I’m a poet and I didn’t even know that I had transitioned to that medium of expression.

fruit of discontent

That, folks, is an orange.
I know it doesn’t look like an orange. I know it kind of looks like a pumpkin that accidentally got lumber-jacked by a drunken arborist who was just trying to show his friends how powerful his cleave was but couldn’t quite locate a log at 1am but, I assure you, that’s an orange.

Or rather what’s left of an orange after the ‘Circle of life’ fucks it so hard that it quite literally bursts with life.
I realise that ‘Bursting with life’ is generally associated with positive things such a spring, overly pregnant ladyfolk or even some some stupidly colourful painting. But when you stop and think about it for a moment, Chest Burster Xenomorphs from the ‘Aliens’ universe will also have you bursting with life.
Squealing, bloody, acid filled, internal organ consuming life.
Give you the warm and fuzzies does it not?

I bring your attention to this orange for a reason. And the reason is my usual one. So that I can use it as a launching pad to take the long, long, LONG way around to getting to a point.
Because much like a square shaped wheel, that’s just how I roll. (Unnecessarily difficultly)

I made mention last blog post that I put some shit on Instagram regarding a certain Multi-Level Marketing Pyramid scheme who will remain nameless but rhymes with Isa…Ben Licks?
Anyway, I have an Instagram account. There’s a link up there if you wanna be inundated with pictures of coffee and whatnot.

Now I also made a post a while ago about how I hate poetry.
But immediately after posting it, and reflecting on my prior experiences with the bite sized written word I adopted the mantra of the man who’s desperately trying to talk his lady friend into travelling the Khyber Pass.

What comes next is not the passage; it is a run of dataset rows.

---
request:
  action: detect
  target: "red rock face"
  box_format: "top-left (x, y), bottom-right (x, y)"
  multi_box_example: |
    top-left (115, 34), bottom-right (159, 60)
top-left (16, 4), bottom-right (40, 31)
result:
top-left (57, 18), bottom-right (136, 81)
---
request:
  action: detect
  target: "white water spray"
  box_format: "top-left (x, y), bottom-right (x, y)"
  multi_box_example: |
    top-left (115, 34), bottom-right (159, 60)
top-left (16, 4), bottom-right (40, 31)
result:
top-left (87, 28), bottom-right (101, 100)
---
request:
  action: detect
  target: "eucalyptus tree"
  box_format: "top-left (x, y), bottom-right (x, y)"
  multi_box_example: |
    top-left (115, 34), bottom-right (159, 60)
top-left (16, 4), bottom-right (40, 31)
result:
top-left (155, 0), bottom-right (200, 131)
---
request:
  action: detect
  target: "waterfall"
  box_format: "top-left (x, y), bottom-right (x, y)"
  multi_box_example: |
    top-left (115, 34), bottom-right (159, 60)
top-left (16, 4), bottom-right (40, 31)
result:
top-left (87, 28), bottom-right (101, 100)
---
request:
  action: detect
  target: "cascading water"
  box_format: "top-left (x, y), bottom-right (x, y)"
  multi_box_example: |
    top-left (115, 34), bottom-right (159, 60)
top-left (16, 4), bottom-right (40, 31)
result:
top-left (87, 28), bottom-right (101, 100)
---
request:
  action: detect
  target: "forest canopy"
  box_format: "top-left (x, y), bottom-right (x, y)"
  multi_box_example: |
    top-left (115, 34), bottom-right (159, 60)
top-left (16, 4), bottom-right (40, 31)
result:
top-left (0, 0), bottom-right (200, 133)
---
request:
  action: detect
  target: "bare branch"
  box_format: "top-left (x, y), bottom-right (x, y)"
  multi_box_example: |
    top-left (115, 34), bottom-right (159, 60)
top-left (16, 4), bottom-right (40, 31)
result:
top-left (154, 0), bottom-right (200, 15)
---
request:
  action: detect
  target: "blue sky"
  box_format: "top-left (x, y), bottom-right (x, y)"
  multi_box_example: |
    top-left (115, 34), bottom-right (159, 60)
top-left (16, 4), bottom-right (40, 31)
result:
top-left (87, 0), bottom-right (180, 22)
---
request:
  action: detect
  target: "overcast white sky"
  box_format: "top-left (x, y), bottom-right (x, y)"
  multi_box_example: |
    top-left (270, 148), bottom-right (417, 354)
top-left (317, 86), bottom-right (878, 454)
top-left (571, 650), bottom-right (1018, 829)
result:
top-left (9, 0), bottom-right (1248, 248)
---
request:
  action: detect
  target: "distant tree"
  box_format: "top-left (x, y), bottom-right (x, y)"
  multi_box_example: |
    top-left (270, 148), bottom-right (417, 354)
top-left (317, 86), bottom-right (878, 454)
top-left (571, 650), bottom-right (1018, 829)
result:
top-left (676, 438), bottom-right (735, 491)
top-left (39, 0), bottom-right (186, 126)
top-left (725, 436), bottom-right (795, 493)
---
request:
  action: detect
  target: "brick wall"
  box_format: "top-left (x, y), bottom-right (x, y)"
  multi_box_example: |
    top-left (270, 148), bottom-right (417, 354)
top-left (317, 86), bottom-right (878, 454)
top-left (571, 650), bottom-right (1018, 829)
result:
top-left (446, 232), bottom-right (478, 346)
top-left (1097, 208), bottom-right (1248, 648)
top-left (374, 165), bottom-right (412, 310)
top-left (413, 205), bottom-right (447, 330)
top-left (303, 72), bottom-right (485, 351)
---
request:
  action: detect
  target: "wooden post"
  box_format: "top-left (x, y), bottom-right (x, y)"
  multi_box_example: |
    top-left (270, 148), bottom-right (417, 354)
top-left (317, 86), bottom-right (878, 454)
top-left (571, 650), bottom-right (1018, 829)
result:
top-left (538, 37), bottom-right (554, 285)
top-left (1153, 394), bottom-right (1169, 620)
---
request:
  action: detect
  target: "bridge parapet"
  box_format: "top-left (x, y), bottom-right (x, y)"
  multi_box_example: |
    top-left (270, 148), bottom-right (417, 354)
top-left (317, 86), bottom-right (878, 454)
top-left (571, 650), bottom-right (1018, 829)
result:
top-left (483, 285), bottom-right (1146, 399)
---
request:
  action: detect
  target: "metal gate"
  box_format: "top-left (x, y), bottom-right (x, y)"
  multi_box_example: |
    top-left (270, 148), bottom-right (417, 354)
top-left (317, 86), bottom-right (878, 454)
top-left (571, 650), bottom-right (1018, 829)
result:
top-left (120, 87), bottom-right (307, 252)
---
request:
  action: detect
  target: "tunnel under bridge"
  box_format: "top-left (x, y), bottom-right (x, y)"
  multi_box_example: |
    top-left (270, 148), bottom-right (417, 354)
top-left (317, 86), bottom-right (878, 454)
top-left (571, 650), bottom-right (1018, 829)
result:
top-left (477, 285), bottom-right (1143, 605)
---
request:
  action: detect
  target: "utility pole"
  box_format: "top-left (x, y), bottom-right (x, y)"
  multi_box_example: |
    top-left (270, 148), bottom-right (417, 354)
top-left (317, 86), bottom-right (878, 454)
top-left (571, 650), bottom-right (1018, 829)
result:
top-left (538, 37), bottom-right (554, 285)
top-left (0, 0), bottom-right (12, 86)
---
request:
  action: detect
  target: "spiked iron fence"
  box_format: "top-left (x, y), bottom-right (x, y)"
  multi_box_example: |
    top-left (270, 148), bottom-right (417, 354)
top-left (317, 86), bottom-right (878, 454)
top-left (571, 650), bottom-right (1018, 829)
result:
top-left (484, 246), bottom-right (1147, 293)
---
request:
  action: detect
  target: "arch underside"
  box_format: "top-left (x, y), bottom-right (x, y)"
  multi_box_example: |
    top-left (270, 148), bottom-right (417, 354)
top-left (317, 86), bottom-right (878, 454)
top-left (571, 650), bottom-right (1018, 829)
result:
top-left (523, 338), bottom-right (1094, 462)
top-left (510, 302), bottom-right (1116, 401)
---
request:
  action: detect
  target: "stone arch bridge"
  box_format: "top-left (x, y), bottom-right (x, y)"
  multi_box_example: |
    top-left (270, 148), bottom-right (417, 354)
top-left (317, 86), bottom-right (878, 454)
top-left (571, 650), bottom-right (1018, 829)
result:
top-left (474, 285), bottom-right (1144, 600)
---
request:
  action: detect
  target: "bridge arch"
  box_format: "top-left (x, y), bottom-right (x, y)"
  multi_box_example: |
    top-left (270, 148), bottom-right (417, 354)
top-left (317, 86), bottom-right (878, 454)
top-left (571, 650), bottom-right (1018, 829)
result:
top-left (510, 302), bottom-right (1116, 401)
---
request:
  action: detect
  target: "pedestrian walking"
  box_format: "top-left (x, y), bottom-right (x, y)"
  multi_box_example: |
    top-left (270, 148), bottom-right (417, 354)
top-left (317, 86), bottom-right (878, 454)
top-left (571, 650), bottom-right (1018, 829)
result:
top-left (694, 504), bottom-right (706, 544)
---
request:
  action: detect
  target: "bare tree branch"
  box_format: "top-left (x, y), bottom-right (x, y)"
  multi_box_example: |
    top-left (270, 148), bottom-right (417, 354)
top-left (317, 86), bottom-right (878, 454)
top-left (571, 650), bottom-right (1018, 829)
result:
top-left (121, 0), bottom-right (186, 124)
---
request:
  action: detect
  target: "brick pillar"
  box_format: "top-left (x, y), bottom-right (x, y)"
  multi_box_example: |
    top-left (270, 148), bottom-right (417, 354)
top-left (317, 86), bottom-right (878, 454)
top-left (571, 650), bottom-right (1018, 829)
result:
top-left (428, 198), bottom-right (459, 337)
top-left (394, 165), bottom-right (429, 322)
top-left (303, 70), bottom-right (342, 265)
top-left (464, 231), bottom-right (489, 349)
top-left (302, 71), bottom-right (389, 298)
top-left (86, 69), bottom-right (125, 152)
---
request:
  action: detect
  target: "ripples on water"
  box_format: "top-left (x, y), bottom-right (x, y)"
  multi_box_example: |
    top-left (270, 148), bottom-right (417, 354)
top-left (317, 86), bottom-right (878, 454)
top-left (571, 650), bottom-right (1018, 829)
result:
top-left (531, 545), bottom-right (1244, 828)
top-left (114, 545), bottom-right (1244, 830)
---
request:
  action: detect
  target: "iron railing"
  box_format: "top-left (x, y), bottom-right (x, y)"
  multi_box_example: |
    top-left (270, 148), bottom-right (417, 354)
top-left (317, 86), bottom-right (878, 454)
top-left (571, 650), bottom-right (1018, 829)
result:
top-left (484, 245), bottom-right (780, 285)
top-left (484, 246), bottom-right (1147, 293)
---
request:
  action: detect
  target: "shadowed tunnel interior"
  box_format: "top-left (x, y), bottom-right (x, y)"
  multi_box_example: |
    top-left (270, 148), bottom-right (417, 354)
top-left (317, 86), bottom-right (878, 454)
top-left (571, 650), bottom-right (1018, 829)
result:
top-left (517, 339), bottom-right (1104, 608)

‘Don’t knock it till you try it’

And, admittedly, writing poetry is a little different than going in the tradesman’s entrance with your best gal. But I felt I should at least try my hand at it properly before saying that I truly hate it.
(So Instagram, and poetry. We keeping up so far kids?)

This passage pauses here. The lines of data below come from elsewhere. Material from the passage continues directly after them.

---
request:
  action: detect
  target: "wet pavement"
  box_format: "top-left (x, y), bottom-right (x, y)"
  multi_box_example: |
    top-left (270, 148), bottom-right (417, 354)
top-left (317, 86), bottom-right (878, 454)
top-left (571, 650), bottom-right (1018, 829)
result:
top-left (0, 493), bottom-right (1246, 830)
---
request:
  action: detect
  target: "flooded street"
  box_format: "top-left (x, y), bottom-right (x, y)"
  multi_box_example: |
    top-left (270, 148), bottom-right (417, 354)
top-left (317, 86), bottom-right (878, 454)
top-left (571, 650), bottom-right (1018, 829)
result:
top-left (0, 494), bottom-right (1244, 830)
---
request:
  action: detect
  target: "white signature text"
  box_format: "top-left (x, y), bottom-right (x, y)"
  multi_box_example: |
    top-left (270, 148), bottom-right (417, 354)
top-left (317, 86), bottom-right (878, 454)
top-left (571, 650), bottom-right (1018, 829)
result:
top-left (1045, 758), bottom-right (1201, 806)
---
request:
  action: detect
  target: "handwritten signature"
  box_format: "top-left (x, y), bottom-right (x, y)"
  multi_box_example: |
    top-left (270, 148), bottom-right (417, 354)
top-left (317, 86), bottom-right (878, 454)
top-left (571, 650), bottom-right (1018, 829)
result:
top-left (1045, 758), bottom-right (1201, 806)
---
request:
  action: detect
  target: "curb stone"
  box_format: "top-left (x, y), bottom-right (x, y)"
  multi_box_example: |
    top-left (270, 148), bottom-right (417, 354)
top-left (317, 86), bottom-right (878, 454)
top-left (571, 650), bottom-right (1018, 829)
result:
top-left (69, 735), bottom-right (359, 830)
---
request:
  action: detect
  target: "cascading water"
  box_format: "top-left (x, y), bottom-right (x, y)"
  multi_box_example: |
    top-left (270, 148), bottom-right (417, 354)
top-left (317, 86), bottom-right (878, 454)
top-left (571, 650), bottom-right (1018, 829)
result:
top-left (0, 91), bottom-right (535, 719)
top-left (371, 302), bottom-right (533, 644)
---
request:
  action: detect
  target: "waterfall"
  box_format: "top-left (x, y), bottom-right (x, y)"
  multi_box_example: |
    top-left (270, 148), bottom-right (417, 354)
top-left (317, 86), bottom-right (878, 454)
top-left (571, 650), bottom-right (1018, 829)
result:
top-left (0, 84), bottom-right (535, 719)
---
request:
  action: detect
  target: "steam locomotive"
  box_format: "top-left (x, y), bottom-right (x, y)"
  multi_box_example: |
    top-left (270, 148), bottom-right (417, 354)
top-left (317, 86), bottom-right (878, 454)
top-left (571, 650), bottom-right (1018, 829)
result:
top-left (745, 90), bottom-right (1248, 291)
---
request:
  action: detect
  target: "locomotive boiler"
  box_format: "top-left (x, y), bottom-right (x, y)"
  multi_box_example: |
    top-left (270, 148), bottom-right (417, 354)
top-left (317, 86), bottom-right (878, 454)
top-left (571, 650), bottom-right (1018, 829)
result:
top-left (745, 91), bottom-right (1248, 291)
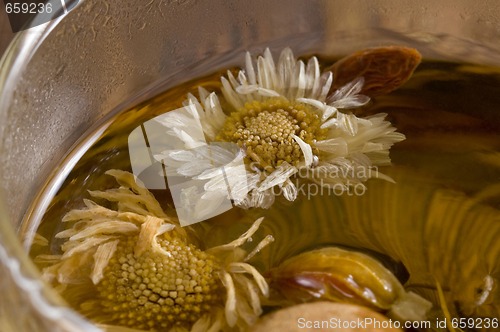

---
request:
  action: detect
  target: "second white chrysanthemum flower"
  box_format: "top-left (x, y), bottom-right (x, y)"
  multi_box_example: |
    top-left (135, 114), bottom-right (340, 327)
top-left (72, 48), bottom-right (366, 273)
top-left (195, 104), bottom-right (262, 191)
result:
top-left (156, 48), bottom-right (405, 210)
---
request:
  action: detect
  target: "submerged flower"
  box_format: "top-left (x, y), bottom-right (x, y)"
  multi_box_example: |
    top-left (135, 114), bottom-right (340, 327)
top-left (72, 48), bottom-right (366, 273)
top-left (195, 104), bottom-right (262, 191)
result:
top-left (156, 48), bottom-right (405, 208)
top-left (37, 170), bottom-right (273, 331)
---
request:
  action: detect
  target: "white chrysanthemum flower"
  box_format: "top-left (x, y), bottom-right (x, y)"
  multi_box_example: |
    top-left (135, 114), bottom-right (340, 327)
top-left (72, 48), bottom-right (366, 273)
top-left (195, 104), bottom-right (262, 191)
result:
top-left (157, 48), bottom-right (405, 208)
top-left (36, 170), bottom-right (273, 332)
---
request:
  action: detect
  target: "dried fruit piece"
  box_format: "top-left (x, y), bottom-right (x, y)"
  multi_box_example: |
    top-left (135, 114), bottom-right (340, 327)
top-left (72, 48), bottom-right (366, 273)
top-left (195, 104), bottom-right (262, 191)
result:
top-left (251, 302), bottom-right (401, 332)
top-left (270, 247), bottom-right (430, 320)
top-left (329, 46), bottom-right (422, 97)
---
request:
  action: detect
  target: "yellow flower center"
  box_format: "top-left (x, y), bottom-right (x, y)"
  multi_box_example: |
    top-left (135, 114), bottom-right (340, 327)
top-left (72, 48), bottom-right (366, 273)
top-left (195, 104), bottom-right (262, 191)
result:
top-left (97, 235), bottom-right (222, 330)
top-left (216, 98), bottom-right (327, 169)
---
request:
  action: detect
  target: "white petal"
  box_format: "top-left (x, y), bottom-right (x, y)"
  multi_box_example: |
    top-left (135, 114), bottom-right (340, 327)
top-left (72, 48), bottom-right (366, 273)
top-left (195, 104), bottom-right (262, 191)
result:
top-left (328, 77), bottom-right (365, 103)
top-left (292, 135), bottom-right (313, 167)
top-left (306, 57), bottom-right (320, 98)
top-left (278, 47), bottom-right (296, 99)
top-left (221, 77), bottom-right (243, 109)
top-left (317, 72), bottom-right (333, 101)
top-left (295, 61), bottom-right (307, 98)
top-left (330, 95), bottom-right (370, 108)
top-left (337, 113), bottom-right (358, 136)
top-left (320, 118), bottom-right (339, 129)
top-left (281, 179), bottom-right (298, 202)
top-left (314, 137), bottom-right (349, 156)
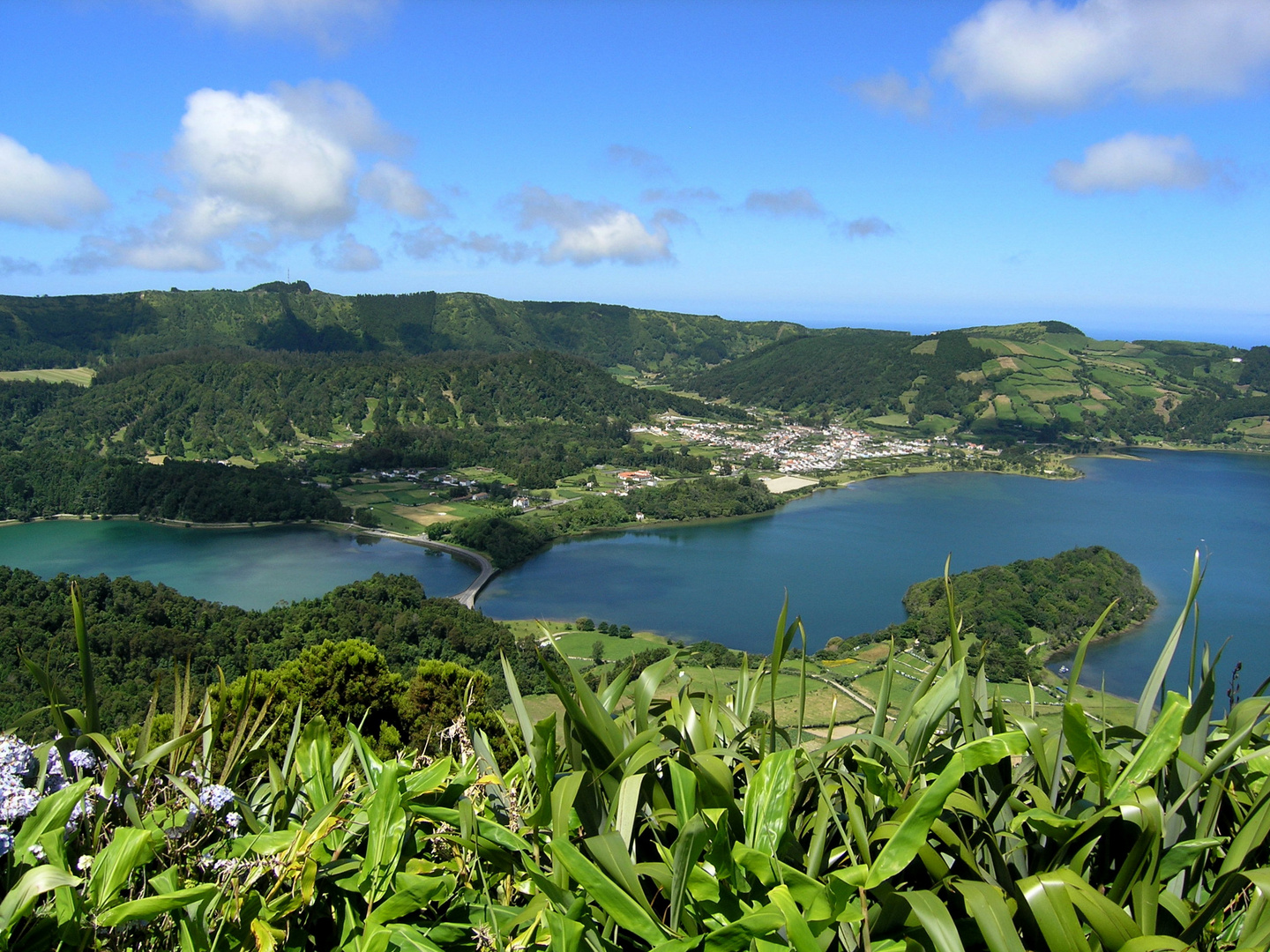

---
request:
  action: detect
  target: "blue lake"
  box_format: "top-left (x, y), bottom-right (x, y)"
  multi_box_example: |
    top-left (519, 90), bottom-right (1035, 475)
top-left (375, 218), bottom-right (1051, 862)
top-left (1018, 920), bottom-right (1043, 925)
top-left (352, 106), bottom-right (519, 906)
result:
top-left (0, 519), bottom-right (476, 609)
top-left (0, 452), bottom-right (1270, 695)
top-left (477, 452), bottom-right (1270, 695)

Most normal people will tell you that they’re willing to give anything a try once, but the second you rock up at their doorstep with two pigs, some leashes, hair clippers and olive oil they start getting antsy.
Well not this idiot. I’ll be there with the requested 100ft of flexi-ducting and a looping track of Joe Esposito’s ‘You’re the best around’ so we can get this party started post haste!

And to prove it. I’ve started a series of hand written poems that I post on Instagram with some artsy filters and a butt-ton of hashtags titled ‘F**k poetry.’

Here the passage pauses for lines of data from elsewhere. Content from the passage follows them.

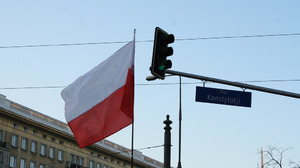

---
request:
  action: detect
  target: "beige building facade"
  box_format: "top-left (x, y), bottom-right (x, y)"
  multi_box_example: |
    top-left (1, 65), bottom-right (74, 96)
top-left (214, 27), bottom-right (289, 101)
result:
top-left (0, 94), bottom-right (163, 168)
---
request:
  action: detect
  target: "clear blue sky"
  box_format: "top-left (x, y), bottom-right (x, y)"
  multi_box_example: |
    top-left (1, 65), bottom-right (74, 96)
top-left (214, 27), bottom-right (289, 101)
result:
top-left (0, 0), bottom-right (300, 168)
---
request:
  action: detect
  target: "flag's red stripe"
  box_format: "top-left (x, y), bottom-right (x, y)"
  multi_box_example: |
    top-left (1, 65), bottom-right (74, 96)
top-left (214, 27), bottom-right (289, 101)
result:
top-left (68, 70), bottom-right (134, 148)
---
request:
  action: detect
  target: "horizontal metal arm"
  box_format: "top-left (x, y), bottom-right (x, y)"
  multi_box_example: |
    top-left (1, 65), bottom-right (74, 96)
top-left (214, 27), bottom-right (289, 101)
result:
top-left (165, 70), bottom-right (300, 99)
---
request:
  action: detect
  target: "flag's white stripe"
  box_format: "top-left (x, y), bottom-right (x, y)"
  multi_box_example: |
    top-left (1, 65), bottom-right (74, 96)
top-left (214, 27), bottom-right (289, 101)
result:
top-left (61, 41), bottom-right (134, 122)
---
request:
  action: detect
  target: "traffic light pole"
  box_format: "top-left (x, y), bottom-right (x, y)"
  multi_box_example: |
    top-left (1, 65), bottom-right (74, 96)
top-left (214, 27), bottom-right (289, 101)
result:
top-left (165, 69), bottom-right (300, 99)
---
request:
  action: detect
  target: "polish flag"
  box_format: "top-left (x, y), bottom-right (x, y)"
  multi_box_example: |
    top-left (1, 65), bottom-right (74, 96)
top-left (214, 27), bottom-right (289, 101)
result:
top-left (61, 40), bottom-right (135, 148)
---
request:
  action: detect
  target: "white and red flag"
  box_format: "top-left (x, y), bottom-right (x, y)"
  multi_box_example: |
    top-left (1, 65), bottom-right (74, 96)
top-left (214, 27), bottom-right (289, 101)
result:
top-left (61, 40), bottom-right (135, 148)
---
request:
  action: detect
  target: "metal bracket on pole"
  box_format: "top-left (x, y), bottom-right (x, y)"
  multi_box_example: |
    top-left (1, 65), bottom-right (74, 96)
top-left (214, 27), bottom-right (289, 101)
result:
top-left (165, 70), bottom-right (300, 99)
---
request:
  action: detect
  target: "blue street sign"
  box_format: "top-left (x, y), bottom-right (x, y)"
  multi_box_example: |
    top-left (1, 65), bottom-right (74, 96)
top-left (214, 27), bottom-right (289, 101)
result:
top-left (196, 86), bottom-right (251, 107)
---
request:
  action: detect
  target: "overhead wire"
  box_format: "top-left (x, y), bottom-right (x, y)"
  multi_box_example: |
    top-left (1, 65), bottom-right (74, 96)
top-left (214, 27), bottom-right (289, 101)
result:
top-left (0, 79), bottom-right (300, 90)
top-left (0, 33), bottom-right (300, 49)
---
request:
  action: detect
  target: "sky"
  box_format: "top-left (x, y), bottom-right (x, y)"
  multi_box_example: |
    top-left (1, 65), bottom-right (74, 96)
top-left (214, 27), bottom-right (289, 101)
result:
top-left (0, 0), bottom-right (300, 168)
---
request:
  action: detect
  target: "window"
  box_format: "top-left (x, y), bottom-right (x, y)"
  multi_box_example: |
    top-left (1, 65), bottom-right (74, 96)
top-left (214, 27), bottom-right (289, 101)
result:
top-left (57, 150), bottom-right (64, 161)
top-left (70, 154), bottom-right (75, 163)
top-left (79, 157), bottom-right (84, 167)
top-left (20, 158), bottom-right (26, 168)
top-left (14, 123), bottom-right (18, 128)
top-left (40, 144), bottom-right (47, 156)
top-left (49, 147), bottom-right (55, 159)
top-left (30, 141), bottom-right (37, 153)
top-left (29, 162), bottom-right (36, 168)
top-left (9, 156), bottom-right (17, 168)
top-left (0, 151), bottom-right (3, 163)
top-left (11, 134), bottom-right (18, 147)
top-left (0, 130), bottom-right (3, 142)
top-left (21, 137), bottom-right (28, 150)
top-left (90, 160), bottom-right (95, 168)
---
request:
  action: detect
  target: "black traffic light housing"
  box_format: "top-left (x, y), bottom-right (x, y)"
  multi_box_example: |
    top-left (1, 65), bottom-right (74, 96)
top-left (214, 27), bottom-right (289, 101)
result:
top-left (150, 27), bottom-right (175, 79)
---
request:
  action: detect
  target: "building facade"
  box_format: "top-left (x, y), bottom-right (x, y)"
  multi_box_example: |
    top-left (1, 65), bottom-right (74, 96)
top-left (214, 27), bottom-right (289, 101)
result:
top-left (0, 94), bottom-right (163, 168)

And because I feel generous, I’m going to save you having to subject yourself to my Instagram page and looking at my artsy, head up my own arse pictures, and just write the poem bellow.

Honestly this feels like stripping in front of a crowd.
Yes, I know what that feels like.
Here we go.

Fruit of the season,
Firm flesh, florally fragrant.
Yielding to my hand over time.
Ripening.
Swelling with life.
Movement beneath blushing,
taut,
skin.
Beauty that bursts at the seams.
Beauty consumed by pestilence within.
Beauty that births rot.
Hollow and open, no more moving.
You ain’t pretty no more.

So yeah. That’s the poem about the orange I saw on the ground under the orange tree that I do an exceptionally poor job of maintaining while I was taking a garbage bag full of shitty nappies and wipes out to the bin one morning.

Fucking poetry man. I swear.

– Jacob

Disclaimer: I legit still have no clue what any of the poems are about aside from the orange one. Read into them as much as you like, I offer no answers.